Forbidden Religion: Suppressed Heresies of the West
J. Douglas Kenyon
Simon and Schuster, Sep 22, 2006 - Body, Mind & Spirit - 336 pages
Reveals the thread that unites the spiritual paths that have opposed orthodox religion over the centuries and the challenge they provide to the status quo
• Contains 40 essays by 18 key investigators of heresies and suppressed spiritual traditions, including Steven Sora, Ian Lawton, Jeff Nisbet, P.M.H. Atwater, John Chambers, and Vincent Bridges
• Edited by Atlantis Rising publisher, J. Douglas Kenyon
Following the model of his bestselling Forbidden History, J. Douglas Kenyon has assembled from his bi-monthly journal Atlantis Rising material that explores the hidden path of the religions banned by the orthodox Church--from the time before Christ when the foundations of Christianity were being laid to the tumultuous times of the Cathars and Templars and the Masons of the New World.
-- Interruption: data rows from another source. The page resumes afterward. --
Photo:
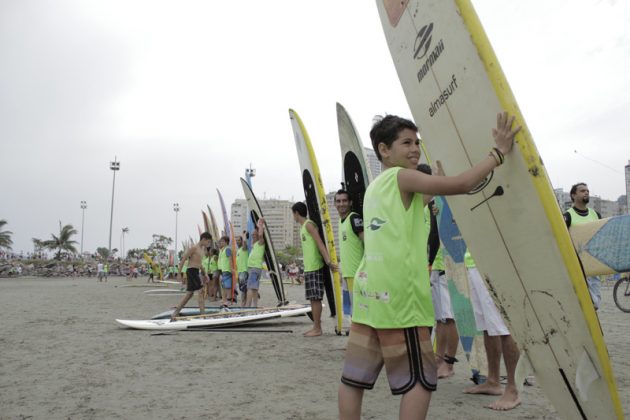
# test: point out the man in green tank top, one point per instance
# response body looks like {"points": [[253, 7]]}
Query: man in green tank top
{"points": [[392, 308], [255, 263], [576, 215], [242, 255], [350, 240], [316, 258]]}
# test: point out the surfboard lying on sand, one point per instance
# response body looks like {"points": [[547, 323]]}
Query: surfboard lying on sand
{"points": [[318, 213], [511, 222], [244, 316], [165, 292], [604, 245], [193, 311], [270, 259], [155, 284]]}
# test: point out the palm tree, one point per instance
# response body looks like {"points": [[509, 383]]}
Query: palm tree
{"points": [[5, 236], [63, 242]]}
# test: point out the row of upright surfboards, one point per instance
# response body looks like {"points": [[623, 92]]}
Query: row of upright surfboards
{"points": [[455, 87]]}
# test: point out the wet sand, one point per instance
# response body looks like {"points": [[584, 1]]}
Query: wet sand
{"points": [[63, 356]]}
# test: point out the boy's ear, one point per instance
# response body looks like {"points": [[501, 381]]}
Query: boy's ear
{"points": [[383, 150]]}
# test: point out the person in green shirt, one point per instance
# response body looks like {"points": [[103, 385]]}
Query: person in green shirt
{"points": [[578, 214], [242, 254], [255, 263], [315, 257], [350, 234], [392, 309]]}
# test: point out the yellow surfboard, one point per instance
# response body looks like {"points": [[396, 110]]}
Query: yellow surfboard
{"points": [[318, 213], [511, 222]]}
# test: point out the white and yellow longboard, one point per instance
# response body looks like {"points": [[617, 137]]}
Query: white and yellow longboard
{"points": [[318, 213], [511, 222]]}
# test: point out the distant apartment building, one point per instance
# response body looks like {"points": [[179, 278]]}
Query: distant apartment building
{"points": [[283, 230]]}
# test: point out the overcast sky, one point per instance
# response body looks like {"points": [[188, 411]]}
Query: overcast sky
{"points": [[187, 94]]}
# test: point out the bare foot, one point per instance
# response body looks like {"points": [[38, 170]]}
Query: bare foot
{"points": [[486, 388], [445, 370], [508, 401], [313, 333]]}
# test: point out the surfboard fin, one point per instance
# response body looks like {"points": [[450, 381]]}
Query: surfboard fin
{"points": [[585, 375], [523, 370]]}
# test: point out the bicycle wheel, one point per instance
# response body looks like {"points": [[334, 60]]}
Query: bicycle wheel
{"points": [[621, 293]]}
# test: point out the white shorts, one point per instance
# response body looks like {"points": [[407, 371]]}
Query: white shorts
{"points": [[441, 297], [487, 316]]}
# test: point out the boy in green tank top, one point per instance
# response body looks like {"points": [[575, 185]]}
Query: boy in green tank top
{"points": [[392, 308], [315, 259], [242, 255], [255, 263]]}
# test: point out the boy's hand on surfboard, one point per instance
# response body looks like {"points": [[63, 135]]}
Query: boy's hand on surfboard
{"points": [[438, 169], [504, 134]]}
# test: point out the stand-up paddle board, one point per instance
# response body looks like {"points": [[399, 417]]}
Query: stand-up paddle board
{"points": [[255, 213], [144, 285], [229, 231], [165, 292], [213, 226], [453, 254], [194, 311], [603, 245], [318, 213], [511, 222], [157, 270], [219, 319], [356, 177]]}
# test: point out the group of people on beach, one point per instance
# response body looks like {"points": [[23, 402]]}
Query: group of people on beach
{"points": [[211, 272], [393, 268], [385, 266]]}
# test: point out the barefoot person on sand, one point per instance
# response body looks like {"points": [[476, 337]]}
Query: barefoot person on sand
{"points": [[392, 309], [497, 340], [193, 256], [315, 258]]}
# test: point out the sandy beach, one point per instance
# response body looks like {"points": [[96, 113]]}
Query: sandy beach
{"points": [[64, 356]]}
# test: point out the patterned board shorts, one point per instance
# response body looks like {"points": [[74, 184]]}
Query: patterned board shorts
{"points": [[407, 354], [314, 284], [242, 281]]}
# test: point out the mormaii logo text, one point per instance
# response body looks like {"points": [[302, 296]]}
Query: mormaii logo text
{"points": [[421, 50]]}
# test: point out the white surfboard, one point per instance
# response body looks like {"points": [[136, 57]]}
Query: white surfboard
{"points": [[511, 222], [244, 316]]}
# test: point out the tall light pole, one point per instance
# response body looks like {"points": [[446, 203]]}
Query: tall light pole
{"points": [[122, 241], [249, 174], [83, 207], [176, 210], [114, 166]]}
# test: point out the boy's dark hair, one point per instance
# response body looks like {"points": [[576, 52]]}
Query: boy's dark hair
{"points": [[299, 208], [386, 130], [574, 189], [342, 191], [424, 168]]}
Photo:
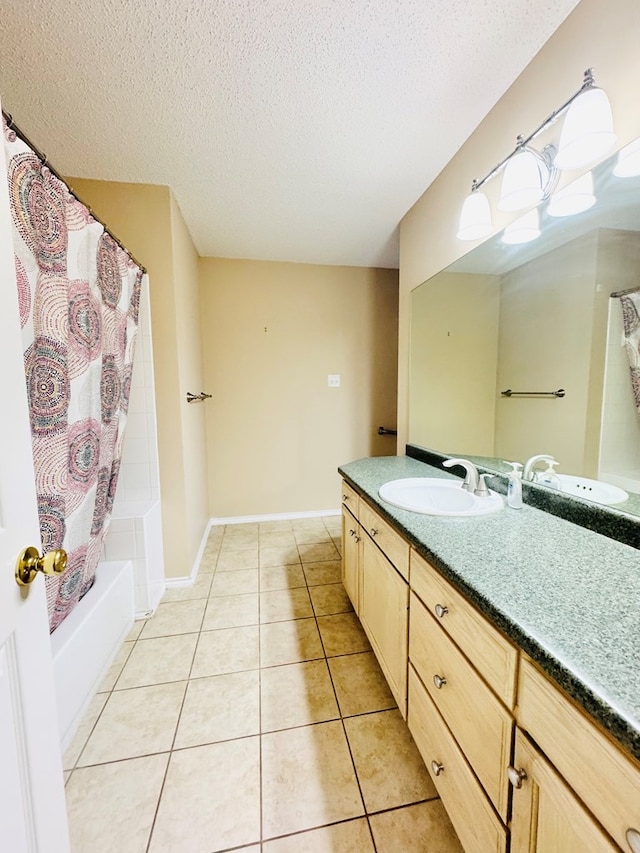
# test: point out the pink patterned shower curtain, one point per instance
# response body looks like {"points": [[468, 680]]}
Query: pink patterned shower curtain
{"points": [[79, 296], [630, 303]]}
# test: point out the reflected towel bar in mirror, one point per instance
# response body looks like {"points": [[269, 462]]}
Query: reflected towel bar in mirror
{"points": [[509, 393]]}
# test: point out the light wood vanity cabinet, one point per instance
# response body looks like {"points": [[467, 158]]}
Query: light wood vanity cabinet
{"points": [[518, 765], [375, 565]]}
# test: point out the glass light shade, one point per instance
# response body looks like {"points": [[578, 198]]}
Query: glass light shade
{"points": [[523, 182], [574, 198], [587, 133], [475, 217], [628, 164], [524, 229]]}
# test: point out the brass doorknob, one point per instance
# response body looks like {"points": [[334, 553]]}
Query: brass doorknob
{"points": [[30, 563]]}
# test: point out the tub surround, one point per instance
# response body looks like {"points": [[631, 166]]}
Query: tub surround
{"points": [[568, 596]]}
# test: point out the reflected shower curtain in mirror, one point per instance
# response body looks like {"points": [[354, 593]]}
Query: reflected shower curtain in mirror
{"points": [[630, 303], [78, 295]]}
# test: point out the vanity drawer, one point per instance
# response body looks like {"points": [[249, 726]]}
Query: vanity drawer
{"points": [[492, 655], [478, 720], [390, 543], [350, 497], [605, 779], [473, 818]]}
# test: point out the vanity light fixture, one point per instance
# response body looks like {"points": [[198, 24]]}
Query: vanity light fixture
{"points": [[530, 176], [574, 198], [628, 165]]}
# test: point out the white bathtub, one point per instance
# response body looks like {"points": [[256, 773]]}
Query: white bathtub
{"points": [[85, 644]]}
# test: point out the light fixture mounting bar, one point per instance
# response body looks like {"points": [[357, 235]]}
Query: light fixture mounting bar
{"points": [[587, 83]]}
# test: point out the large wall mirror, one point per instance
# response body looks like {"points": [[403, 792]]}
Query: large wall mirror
{"points": [[535, 317]]}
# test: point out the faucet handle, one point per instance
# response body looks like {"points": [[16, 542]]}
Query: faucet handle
{"points": [[483, 491]]}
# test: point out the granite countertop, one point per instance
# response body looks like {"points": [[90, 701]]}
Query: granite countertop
{"points": [[567, 596]]}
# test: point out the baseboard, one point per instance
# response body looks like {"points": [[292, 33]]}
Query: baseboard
{"points": [[280, 516]]}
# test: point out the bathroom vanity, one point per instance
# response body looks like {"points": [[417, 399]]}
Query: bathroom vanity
{"points": [[511, 643]]}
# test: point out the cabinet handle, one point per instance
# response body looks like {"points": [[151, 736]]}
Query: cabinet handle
{"points": [[516, 777], [633, 840]]}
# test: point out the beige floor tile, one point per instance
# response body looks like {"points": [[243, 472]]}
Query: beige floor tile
{"points": [[277, 539], [135, 722], [90, 718], [175, 617], [390, 769], [318, 553], [158, 661], [342, 634], [296, 695], [307, 779], [284, 604], [281, 577], [232, 561], [423, 828], [328, 599], [112, 806], [239, 582], [116, 667], [350, 837], [222, 707], [360, 685], [314, 536], [281, 556], [211, 799], [327, 571], [231, 611], [289, 642], [198, 589], [226, 650], [136, 628]]}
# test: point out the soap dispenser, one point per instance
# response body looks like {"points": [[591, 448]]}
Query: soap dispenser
{"points": [[514, 489], [549, 478]]}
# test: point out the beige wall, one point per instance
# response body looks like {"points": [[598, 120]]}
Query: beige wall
{"points": [[598, 35], [454, 347], [272, 333], [149, 223]]}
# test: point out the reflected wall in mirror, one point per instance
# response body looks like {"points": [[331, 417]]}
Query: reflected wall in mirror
{"points": [[535, 317]]}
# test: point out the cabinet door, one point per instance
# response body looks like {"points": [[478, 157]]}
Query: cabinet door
{"points": [[547, 816], [384, 604], [351, 557]]}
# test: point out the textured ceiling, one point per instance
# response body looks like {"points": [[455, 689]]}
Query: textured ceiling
{"points": [[298, 130]]}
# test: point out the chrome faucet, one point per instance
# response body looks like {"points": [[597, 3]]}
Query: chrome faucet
{"points": [[471, 477], [529, 473]]}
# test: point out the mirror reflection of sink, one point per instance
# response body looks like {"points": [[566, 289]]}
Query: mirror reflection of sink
{"points": [[433, 496], [591, 490]]}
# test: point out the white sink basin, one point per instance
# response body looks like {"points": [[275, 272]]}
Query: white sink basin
{"points": [[591, 490], [432, 496]]}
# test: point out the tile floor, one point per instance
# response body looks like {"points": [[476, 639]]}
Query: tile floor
{"points": [[249, 713]]}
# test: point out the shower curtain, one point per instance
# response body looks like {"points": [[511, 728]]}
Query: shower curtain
{"points": [[78, 295], [630, 303]]}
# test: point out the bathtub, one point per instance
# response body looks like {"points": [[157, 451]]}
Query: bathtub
{"points": [[85, 644]]}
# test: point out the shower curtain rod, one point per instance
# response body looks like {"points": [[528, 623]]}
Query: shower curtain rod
{"points": [[620, 293], [43, 158]]}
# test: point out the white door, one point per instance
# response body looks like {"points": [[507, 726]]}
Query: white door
{"points": [[32, 806]]}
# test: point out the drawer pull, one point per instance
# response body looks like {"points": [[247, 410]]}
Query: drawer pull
{"points": [[633, 840], [516, 777]]}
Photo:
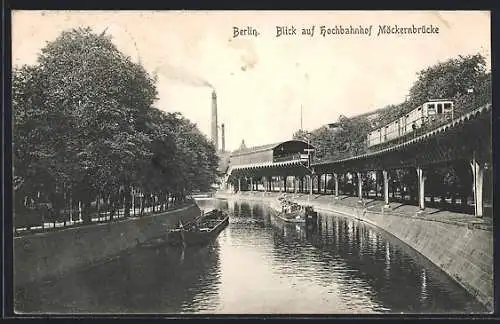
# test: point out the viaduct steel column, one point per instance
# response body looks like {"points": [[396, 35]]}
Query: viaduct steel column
{"points": [[477, 178], [360, 186], [336, 177], [326, 183], [386, 187], [421, 188]]}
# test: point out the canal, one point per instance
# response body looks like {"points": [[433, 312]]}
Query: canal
{"points": [[260, 265]]}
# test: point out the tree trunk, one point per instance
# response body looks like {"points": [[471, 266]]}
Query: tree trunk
{"points": [[128, 201]]}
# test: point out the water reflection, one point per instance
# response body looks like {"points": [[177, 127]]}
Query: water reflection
{"points": [[259, 264]]}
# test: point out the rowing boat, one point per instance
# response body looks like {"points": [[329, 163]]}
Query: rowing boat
{"points": [[202, 232]]}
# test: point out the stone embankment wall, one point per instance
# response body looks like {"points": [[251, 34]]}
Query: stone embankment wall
{"points": [[51, 254], [463, 251]]}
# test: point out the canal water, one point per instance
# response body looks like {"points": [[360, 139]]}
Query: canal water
{"points": [[259, 265]]}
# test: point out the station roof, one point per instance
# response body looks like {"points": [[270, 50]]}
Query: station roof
{"points": [[266, 147]]}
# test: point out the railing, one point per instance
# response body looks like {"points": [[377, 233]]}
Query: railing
{"points": [[291, 157]]}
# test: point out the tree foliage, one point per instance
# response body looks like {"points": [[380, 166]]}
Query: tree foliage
{"points": [[84, 125]]}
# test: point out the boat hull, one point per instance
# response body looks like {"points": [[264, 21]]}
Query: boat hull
{"points": [[197, 237]]}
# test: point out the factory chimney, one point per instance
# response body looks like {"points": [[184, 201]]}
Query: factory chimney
{"points": [[223, 138], [214, 121]]}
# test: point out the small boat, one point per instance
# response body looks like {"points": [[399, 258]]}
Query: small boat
{"points": [[293, 213], [201, 232]]}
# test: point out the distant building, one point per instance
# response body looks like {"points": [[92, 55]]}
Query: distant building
{"points": [[276, 152]]}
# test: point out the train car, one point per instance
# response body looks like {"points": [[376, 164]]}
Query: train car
{"points": [[429, 112]]}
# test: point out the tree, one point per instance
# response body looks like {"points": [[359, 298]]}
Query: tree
{"points": [[84, 127]]}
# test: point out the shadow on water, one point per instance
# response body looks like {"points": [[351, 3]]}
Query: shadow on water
{"points": [[394, 276], [143, 280], [261, 264]]}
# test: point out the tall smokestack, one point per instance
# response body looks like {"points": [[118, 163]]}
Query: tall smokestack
{"points": [[214, 121], [223, 139]]}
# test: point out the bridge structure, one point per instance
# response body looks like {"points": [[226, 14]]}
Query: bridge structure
{"points": [[463, 144]]}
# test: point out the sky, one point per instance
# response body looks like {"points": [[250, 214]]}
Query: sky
{"points": [[263, 81]]}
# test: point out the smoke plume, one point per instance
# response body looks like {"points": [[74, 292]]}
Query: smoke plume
{"points": [[182, 75]]}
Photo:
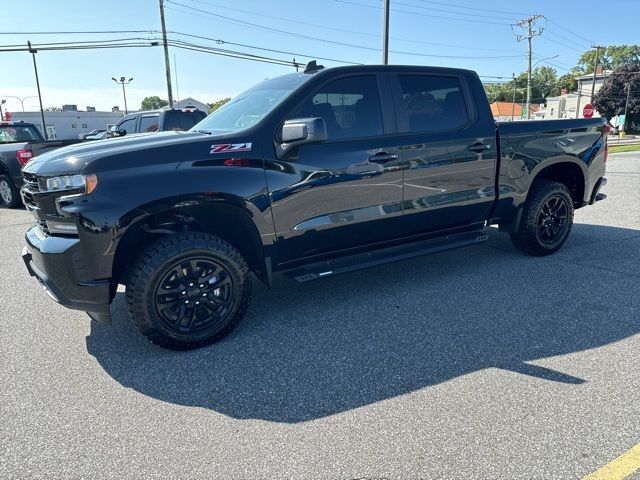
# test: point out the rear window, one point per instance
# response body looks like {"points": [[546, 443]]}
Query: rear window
{"points": [[178, 120], [18, 133], [433, 103], [149, 123]]}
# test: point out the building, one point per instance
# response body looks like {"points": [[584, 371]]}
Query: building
{"points": [[570, 105], [507, 111], [70, 123], [189, 102]]}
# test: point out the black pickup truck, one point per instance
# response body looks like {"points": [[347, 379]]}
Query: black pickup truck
{"points": [[19, 143], [310, 174]]}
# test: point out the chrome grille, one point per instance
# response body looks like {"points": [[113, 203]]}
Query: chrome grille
{"points": [[43, 226], [31, 186]]}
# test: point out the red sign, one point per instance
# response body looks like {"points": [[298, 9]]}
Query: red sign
{"points": [[587, 111]]}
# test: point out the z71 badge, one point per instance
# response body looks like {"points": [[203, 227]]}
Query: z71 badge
{"points": [[231, 147]]}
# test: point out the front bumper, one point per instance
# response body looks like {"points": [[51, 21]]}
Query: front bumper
{"points": [[55, 262]]}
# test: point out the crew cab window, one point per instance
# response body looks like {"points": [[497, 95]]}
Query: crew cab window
{"points": [[17, 133], [349, 106], [128, 125], [149, 123], [433, 103]]}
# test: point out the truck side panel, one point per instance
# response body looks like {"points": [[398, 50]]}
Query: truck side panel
{"points": [[528, 148]]}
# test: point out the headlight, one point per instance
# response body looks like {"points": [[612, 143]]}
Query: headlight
{"points": [[73, 182]]}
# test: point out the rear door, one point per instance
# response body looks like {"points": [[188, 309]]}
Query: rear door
{"points": [[449, 151], [346, 191]]}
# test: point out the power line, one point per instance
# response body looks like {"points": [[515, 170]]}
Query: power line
{"points": [[220, 42], [344, 30], [475, 15], [89, 32], [569, 31], [309, 37], [473, 8], [423, 14]]}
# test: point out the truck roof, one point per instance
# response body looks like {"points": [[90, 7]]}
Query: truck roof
{"points": [[319, 70]]}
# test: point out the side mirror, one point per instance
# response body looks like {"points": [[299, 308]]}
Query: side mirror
{"points": [[299, 131], [117, 132]]}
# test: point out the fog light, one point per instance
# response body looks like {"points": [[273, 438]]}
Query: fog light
{"points": [[65, 228]]}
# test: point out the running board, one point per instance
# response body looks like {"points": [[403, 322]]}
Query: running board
{"points": [[327, 268]]}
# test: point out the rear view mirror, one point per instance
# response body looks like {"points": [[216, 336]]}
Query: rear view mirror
{"points": [[299, 131]]}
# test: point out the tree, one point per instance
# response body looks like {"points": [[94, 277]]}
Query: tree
{"points": [[610, 58], [568, 81], [217, 104], [611, 98], [153, 103]]}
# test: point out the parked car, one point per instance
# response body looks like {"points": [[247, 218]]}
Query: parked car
{"points": [[157, 121], [98, 136], [19, 143], [92, 133], [310, 174]]}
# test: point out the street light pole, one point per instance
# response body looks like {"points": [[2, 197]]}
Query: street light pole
{"points": [[123, 81], [385, 33], [21, 100], [626, 106], [33, 52]]}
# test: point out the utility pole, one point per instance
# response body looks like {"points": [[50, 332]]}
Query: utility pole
{"points": [[385, 33], [513, 104], [529, 25], [626, 106], [595, 70], [123, 81], [33, 52], [167, 66]]}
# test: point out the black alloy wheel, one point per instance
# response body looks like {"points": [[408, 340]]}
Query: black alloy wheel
{"points": [[194, 294], [552, 220]]}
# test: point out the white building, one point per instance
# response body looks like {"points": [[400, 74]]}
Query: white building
{"points": [[69, 124], [570, 105]]}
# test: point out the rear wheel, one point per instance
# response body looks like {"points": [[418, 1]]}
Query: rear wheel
{"points": [[188, 290], [9, 195], [546, 219]]}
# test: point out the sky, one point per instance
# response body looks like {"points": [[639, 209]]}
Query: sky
{"points": [[468, 34]]}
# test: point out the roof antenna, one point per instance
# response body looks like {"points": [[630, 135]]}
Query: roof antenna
{"points": [[313, 67]]}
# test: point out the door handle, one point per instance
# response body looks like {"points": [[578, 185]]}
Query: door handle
{"points": [[478, 147], [382, 157]]}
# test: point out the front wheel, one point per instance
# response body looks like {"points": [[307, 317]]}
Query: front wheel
{"points": [[188, 290], [9, 195], [546, 219]]}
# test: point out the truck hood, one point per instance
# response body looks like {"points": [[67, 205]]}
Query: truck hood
{"points": [[74, 158]]}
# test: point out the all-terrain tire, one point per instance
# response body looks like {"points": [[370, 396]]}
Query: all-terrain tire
{"points": [[196, 274], [535, 235], [9, 194]]}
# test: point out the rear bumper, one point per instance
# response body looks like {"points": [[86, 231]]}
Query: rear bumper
{"points": [[54, 261]]}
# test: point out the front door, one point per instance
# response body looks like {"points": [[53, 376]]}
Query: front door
{"points": [[346, 191], [449, 152]]}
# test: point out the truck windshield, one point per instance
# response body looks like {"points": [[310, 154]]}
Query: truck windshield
{"points": [[250, 107], [17, 134]]}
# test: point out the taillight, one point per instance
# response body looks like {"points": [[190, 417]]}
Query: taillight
{"points": [[24, 156]]}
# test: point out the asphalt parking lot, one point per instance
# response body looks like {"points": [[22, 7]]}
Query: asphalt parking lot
{"points": [[474, 363]]}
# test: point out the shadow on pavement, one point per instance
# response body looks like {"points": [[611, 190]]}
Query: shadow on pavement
{"points": [[316, 349]]}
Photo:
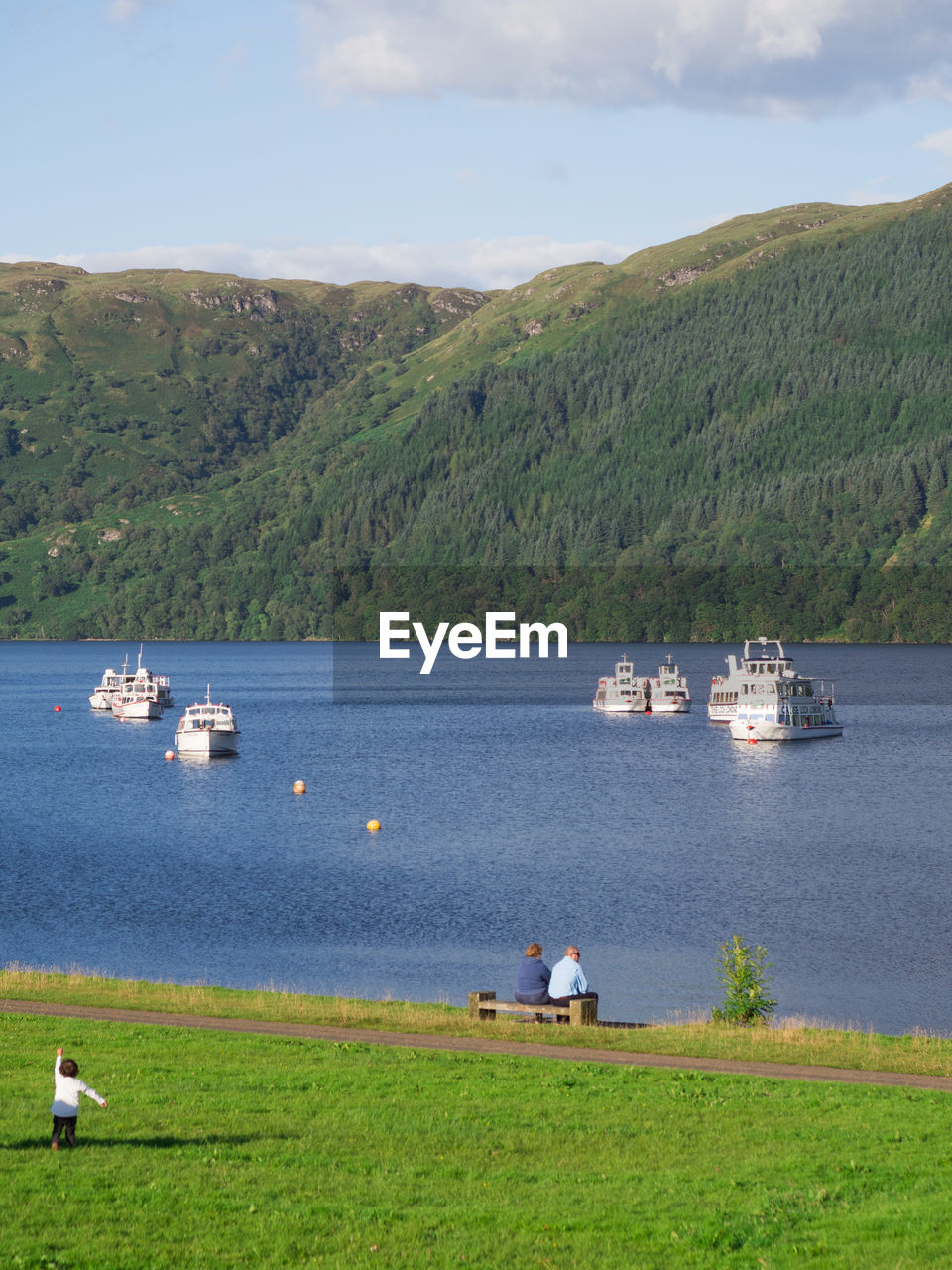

Revealed in this investigation of the roots of Western faith are the intimate ties of ancient Egyptian religion to Christianity, the true identities of the three magi, the link forged by the Templars between early Christianity and the Masons, and how these hidden religious currents still influence the modern world.
This book serves as a compelling introduction to the true history of the heretical religious traditions that played as vital a role in society as the established faiths that continuously tried to suppress them. Born in the same religious ferment that gave birth to Christianity, these spiritual paths survived in the “heresies” of the Middle Ages, and in the theories of the great Renaissance thinkers and their successors, such as Isaac Newton and Giordano Bruno. Brought to the New World by the Masons who inspired the American Revolution, the influence of these forbidden religions can be still found today in “The Star Spangled Banner” and in such Masonic symbols as the pyramid on the back of the dollar bill.